Today I completed the second of three poems I'm required to submit as part of the assessed work for my creative writing course at the ANU. We're asked to submit a free-verse poem and two others with more traditional, formal structures such as a vilanelle or sonnet. I finished and submitted the first, my vilanelle, this morning.  It's called Custodians, and this is how it starts:

Tomorrow is not ours to lose but keep, 
To hold, protect, and save from foolish men
So no dark days may make our children weep.

We shall see what they think.

Dylan Thomas
Source: University of Buffalo
And here - because one can - is the most famous vilanelle ever written. Thank you Dylan Thomas.
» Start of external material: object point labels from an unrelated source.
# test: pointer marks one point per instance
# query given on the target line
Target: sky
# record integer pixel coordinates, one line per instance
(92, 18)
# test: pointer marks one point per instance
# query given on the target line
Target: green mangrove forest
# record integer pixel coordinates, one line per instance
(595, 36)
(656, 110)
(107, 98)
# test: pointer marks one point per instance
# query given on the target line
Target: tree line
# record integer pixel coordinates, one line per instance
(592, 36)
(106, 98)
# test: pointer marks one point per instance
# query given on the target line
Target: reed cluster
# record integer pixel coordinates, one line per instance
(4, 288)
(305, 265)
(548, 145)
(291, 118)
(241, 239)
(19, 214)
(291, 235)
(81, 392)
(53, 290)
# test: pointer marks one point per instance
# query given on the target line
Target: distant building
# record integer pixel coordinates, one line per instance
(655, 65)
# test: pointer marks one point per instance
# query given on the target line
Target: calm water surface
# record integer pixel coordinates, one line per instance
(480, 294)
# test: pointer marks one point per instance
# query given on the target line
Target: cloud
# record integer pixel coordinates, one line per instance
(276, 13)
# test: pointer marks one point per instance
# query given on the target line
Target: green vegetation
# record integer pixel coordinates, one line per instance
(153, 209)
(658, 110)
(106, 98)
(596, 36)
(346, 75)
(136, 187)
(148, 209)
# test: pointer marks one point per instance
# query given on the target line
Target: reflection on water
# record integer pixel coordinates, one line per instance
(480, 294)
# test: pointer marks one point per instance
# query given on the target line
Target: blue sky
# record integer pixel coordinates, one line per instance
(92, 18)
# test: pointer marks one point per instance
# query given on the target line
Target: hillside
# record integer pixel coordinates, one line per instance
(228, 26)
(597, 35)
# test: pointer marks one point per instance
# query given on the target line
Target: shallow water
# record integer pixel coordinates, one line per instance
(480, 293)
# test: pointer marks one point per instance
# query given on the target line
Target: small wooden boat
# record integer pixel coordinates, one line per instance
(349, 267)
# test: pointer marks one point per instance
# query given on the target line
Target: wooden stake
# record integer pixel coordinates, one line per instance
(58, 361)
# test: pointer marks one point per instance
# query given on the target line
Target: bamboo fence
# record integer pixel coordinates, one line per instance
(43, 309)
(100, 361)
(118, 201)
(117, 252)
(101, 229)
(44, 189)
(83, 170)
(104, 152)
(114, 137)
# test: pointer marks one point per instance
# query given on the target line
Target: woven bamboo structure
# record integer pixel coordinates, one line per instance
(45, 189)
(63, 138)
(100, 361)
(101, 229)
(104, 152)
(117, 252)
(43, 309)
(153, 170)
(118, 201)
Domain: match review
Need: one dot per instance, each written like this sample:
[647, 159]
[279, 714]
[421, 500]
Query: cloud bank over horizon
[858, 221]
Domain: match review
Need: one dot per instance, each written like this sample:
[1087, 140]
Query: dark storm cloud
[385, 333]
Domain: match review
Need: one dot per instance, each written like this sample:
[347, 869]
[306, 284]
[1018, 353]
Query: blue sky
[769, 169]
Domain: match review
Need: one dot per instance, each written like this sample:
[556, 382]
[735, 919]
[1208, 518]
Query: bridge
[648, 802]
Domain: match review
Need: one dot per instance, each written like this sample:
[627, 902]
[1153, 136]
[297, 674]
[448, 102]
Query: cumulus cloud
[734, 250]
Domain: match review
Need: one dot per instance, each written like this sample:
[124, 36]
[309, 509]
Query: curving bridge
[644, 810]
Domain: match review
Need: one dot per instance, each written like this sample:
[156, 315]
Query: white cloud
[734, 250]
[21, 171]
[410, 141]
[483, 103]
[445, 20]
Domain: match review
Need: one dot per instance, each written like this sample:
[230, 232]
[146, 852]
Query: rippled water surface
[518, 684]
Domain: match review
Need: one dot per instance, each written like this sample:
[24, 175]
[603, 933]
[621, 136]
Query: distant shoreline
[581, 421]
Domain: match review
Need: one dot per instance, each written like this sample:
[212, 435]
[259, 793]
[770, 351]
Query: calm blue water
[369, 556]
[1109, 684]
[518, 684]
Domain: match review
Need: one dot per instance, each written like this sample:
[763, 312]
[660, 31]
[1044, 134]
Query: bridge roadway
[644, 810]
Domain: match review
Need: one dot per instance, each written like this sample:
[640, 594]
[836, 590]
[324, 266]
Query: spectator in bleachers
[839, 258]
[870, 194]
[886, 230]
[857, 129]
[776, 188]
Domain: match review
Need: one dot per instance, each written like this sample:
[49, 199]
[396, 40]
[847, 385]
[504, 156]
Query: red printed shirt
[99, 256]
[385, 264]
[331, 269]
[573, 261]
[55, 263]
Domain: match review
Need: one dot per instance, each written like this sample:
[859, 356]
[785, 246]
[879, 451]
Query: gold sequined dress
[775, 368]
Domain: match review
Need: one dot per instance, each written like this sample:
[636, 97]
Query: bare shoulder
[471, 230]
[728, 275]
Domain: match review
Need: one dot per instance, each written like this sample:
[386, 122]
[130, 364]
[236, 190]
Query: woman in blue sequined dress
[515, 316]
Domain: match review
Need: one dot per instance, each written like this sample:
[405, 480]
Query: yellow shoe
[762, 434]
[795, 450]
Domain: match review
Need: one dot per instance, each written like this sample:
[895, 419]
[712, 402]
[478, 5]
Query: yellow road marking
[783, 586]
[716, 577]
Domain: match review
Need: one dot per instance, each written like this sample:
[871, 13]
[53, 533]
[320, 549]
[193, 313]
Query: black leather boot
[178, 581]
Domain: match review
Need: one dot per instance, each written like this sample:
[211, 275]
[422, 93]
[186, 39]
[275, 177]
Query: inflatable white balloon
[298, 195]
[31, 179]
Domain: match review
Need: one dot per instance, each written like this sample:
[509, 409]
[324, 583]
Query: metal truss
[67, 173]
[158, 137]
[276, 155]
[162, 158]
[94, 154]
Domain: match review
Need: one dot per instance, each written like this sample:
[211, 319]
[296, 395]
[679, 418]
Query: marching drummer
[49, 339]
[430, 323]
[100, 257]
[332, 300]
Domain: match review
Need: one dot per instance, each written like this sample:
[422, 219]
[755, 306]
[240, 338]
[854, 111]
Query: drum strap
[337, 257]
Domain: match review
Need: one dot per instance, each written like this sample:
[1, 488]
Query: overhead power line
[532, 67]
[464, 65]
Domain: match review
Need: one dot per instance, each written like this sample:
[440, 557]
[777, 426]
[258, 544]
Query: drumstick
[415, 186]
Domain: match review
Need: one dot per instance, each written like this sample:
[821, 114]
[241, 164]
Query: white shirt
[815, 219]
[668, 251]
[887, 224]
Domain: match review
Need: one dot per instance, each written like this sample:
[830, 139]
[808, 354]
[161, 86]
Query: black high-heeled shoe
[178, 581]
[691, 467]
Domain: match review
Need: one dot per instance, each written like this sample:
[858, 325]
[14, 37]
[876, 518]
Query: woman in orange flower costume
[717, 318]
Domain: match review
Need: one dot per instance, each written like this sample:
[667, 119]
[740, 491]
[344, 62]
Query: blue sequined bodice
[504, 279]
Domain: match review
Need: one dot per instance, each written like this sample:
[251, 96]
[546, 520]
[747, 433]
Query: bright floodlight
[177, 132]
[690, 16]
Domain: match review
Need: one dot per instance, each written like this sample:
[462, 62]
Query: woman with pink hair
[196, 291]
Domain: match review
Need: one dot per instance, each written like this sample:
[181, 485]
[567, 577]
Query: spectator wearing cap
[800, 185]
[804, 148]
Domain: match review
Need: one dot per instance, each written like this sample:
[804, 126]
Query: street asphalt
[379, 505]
The rest of us know how high we need to aim.

Do not go gentle into that good night

Do not go gentle into that good night,
Old age should burn and rave at close of day;
Rage, rage against the dying of the light.

Though wise men at their end know dark is right,
Because their words had forked no lightning they
Do not go gentle into that good night.

Good men, the last wave by, crying how bright
Their frail deeds might have danced in a green bay,
Rage, rage against the dying of the light.

Wild men who caught and sang the sun in flight,
And learn, too late, they grieved it on its way,
Do not go gentle into that good night.

Grave men, near death, who see with blinding sight
Blind eyes could blaze like meteors and be gay,
Rage, rage against the dying of the light.

And you, my father, there on the sad height,
Curse, bless, me now with your fierce tears, I pray.
Do not go gentle into that good night.
Rage, rage against the dying of the light.